In the first quarter of 2018, the global average cost of sending $200 was 7.1 percent, more than twice as high as the Sustainable Development Goal target of 3 percent. Sub-Saharan Africa remains the most expensive place to send money to, where the average cost is 9.4 percent. Major barriers to reducing remittance costs are de-risking by banks and exclusive partnerships between national post office systems and money transfer operators. According to industry experts, these factors constrain the introduction of more efficient technologies such as Internet and smartphone apps and the use of blockchain in remittance services.

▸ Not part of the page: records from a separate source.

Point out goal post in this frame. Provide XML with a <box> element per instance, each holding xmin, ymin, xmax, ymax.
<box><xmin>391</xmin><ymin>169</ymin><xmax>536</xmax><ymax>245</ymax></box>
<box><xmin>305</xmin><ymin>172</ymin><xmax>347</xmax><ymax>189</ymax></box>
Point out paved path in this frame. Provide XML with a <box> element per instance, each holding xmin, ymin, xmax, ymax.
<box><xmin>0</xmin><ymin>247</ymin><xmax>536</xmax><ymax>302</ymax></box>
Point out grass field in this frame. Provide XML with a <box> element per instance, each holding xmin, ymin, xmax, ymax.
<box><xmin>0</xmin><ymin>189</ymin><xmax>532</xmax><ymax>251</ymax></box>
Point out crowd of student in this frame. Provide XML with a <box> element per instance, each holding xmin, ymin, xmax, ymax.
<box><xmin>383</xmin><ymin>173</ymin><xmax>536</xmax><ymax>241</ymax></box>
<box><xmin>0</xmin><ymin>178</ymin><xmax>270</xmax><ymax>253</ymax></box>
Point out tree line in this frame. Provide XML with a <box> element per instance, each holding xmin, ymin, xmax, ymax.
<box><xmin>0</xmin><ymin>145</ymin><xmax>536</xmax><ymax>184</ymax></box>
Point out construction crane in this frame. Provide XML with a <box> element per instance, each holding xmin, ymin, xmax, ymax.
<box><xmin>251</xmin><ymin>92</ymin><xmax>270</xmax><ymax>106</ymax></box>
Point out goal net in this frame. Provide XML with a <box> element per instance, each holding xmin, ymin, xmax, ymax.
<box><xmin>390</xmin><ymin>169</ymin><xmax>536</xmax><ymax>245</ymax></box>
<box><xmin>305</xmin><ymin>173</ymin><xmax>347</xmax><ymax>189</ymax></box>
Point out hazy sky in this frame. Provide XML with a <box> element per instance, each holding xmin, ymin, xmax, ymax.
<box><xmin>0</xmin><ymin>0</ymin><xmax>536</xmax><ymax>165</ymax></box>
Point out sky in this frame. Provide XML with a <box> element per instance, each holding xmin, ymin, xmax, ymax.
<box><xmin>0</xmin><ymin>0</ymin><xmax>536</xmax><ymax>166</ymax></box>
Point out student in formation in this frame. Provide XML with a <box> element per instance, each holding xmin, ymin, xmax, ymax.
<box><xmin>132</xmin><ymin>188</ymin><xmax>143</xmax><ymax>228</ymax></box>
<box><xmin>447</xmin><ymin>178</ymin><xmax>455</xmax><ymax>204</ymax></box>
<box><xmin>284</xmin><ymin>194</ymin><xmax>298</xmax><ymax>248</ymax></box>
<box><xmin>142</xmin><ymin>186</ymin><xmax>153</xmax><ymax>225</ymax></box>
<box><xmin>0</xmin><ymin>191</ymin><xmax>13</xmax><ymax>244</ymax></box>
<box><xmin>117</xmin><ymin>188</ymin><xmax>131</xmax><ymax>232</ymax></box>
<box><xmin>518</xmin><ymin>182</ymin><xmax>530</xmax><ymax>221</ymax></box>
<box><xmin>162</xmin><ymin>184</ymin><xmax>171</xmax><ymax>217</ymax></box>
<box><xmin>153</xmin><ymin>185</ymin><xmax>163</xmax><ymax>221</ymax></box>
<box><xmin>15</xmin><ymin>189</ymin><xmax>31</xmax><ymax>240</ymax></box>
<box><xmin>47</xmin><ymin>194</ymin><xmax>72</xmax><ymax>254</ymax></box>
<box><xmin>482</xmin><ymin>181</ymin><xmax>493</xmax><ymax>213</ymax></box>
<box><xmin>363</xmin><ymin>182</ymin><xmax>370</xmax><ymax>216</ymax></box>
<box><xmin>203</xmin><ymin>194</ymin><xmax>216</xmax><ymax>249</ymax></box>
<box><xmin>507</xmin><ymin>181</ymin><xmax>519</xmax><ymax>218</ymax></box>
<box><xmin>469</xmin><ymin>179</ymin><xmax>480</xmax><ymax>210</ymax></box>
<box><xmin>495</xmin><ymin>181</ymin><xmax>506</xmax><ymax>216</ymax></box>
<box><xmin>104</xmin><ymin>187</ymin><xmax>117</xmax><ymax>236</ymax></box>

In 2018, remittances to East Asia and the Pacific region were expected to grow 3.8 percent to $135 billion. For Europe and Central Asia, the forecast was a 6 percent growth to $51 billion. Backed by improvement in the U.S. labor market and higher growth prospects for Italy and Spain, remittances to Latin America and the Caribbean were expected to grow 4.3 percent to $83 billion last year. A moderate growth of 4.4 percent to $56 billion was expected for Middle East and North Africa, while the forecast for South Asia was a 2.5 percent increase to $120 billion. When it comes to remittances in Sub-Saharan Africa, last year they were forecasted to grow 7 percent and reach $41 billion.

Factors that will fuel digital growth

“While remittances are growing, countries, institutions, and development agencies must continue to chip away at high costs of remitting so that families receive more of the money. Eliminating exclusivity contracts to improve market competition and introducing more efficient technologies are high-priority issues,” said Dilip Ratha, lead author of the Brief and head of KNOMAD.

The increased smartphone penetration, greater demand for digital transactions, and an overall need for faster cross-border transfers are expected to fuel digital growth globally. With the shift to digital comes an audience of younger, digital-savvy customers using remittances – a segment that companies are looking to target. As a result, the global remittance industry is becoming increasingly competitive for firms to navigate. And in order to win, companies will need to prioritize the four areas consumers value most in remittances: cost, convenience, speed, and safety.